I would love to use a syntax like:

public int foo { get; set; }

Or even:

public string FirstName{ get; set; }

public string FullName
                return string.Format("{0}, {1}", LastName, FirstName);
Posted by Microsoft on 4/24/2008 at 12:36 PM
Thank you very much for your proposal!

When we designed auto-properties we were doing it at least the third time around. The previous designs died because of the complexity they ended up exhibiting, in an attempt to capture myriads of scenarios like the one you describe. While elegant in itself, it is one of those kinds of things that, if you have enough of them, you have to ask yourself: how bad is it really to just use the existing properties - declare your private field and be done with it!

Once you have wiring up like you propose, we'll immediately have questions about why not allow the same for methods - allow one method to delegate to another without having to write a method body that explicitly calls the other one. Etc.

All in all we are quite happy that we kept auto-props simple this time, and actually shipped them. granted they do run out of steam pretty quickly, but falling back to explicit field declaration isn't a disaster.

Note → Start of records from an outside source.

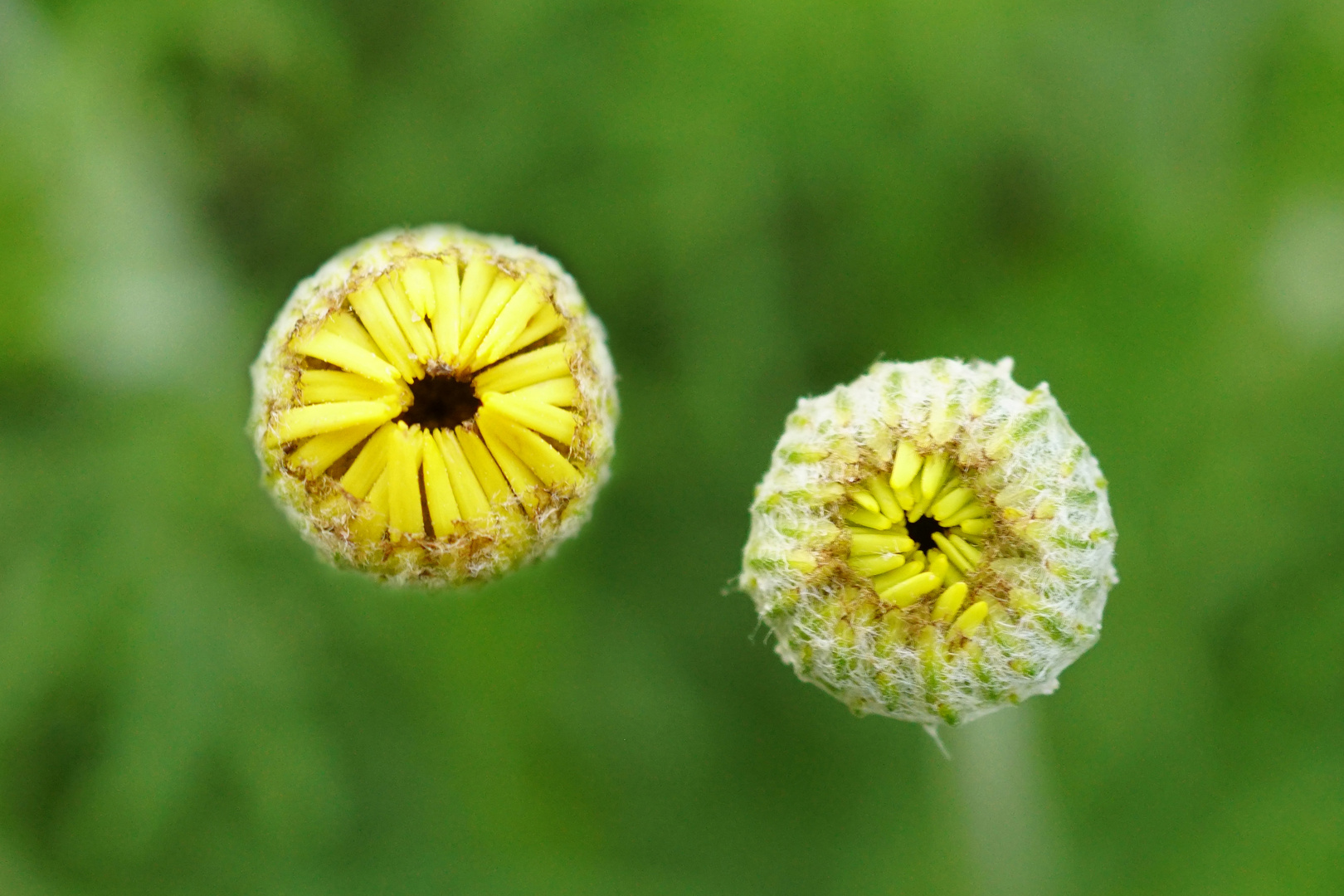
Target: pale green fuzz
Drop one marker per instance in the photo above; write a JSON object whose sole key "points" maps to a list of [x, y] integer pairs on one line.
{"points": [[932, 542], [435, 406]]}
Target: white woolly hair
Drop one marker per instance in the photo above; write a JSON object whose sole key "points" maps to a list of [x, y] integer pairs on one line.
{"points": [[494, 547], [1046, 570]]}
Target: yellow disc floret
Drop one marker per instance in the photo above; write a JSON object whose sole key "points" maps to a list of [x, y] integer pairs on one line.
{"points": [[436, 405], [932, 542]]}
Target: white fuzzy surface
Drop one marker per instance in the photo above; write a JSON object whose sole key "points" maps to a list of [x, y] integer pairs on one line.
{"points": [[485, 551], [1046, 571]]}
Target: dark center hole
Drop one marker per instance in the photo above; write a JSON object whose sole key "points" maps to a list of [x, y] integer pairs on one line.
{"points": [[440, 402], [921, 531]]}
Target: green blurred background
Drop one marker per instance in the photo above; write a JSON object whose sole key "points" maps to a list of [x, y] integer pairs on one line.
{"points": [[1142, 202]]}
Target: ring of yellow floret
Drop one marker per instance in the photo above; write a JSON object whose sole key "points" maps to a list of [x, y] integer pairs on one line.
{"points": [[916, 585], [485, 324]]}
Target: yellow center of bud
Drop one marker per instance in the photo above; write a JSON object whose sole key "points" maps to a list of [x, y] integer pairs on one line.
{"points": [[917, 540], [440, 395]]}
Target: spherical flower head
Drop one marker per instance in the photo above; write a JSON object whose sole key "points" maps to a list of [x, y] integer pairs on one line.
{"points": [[932, 542], [435, 405]]}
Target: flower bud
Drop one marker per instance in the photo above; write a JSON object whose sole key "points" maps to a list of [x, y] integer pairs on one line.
{"points": [[932, 542], [435, 405]]}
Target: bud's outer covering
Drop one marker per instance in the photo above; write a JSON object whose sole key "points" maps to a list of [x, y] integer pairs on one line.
{"points": [[435, 405], [932, 606]]}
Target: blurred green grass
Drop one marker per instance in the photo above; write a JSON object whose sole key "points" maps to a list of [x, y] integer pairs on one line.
{"points": [[1142, 204]]}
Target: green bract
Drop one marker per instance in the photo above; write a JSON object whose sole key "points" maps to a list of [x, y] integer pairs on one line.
{"points": [[436, 405], [932, 542]]}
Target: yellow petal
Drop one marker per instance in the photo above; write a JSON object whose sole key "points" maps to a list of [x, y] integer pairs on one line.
{"points": [[347, 327], [316, 387], [949, 602], [466, 488], [418, 285], [860, 516], [562, 391], [546, 419], [373, 310], [548, 465], [971, 620], [336, 349], [314, 455], [312, 419], [533, 367], [513, 320], [483, 465], [520, 477], [370, 464], [906, 465], [544, 323], [446, 314], [910, 590], [413, 325], [438, 490], [403, 494], [476, 282]]}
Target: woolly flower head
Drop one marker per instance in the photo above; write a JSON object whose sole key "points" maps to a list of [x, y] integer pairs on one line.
{"points": [[435, 405], [932, 542]]}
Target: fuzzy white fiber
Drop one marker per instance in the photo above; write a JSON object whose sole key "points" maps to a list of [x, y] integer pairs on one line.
{"points": [[485, 550], [1047, 563]]}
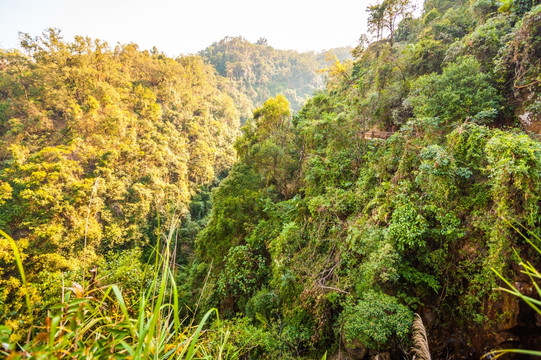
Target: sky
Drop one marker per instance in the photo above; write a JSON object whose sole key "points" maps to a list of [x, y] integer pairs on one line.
{"points": [[178, 27]]}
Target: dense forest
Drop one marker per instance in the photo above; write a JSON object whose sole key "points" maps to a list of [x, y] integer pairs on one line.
{"points": [[395, 214], [260, 71]]}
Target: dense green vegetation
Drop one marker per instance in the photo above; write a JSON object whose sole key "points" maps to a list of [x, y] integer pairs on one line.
{"points": [[334, 239], [397, 189], [260, 71]]}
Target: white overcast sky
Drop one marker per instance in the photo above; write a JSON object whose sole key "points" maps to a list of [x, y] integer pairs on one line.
{"points": [[187, 26]]}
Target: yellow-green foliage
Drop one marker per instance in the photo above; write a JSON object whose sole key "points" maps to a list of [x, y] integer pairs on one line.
{"points": [[95, 142]]}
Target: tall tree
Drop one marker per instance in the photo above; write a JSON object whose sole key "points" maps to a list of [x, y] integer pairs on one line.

One thing that I do regret is that they provide a temptation to make mutable properties that should really have been immutable. I would like in some future version to have get-only autoprops. We already know that this will not be in the next version (our plate is full) and there are some hard design issues about initialization.

On a specific note, if we ever were to do a feature like yours I'd prefer to explicitly keep the get and set keywords in there; otherwise the visual recognition of the property would become too weak.